L'ambassadeur de la Russie auprès de l'ONU à Vienne, Mikhail Ulyanov, a tweeté que "la résolution peut être contre-productive", tout en "soulignant la nécessité pour Téhéran et l'AIEA de régler ce problème sans délai".

Jeudi, Kazem Gharibabadi, ambassadeur d'Iran auprès de l'AIEA, a déclaré que la résolution était basée sur de fausses allégations d'Israël, après que le pays eut pressé l'AIEA d'enquêter sur ce qu'il avait dit être un entrepôt atomique secret.

La République islamique a également déclaré que l'enquête sur la possibilité de toute activité nucléaire avant 2015, basée sur la capture de documents iraniens par Isreal, sort du cadre de l'accord international.

'Aucune exception'

Vendredi, le chef de l'AIEA, Rafael Grossi, a déclaré aux journalistes qu '"il n'y avait pas d'exceptions" aux inspections et que l'Iran devait ouvrir les sites de l'agence.

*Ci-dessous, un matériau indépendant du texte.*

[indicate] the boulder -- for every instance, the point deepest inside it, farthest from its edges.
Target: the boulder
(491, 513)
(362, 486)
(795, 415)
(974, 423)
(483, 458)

Plus tôt cette semaine, Téhéran avait déclaré que la résolution serait contre-productive, et a déclaré qu'elle était basée sur des allégations d'Israël, après que le pays eut pressé l'AIEA d'enquêter sur ce qu'il avait dit être un entrepôt atomique secret.

La République islamique a déclaré que l'enquête sur la possibilité de toute activité nucléaire avant 2015, qui est basée sur la capture de documents iraniens par Isreal, sort du cadre de l'accord international.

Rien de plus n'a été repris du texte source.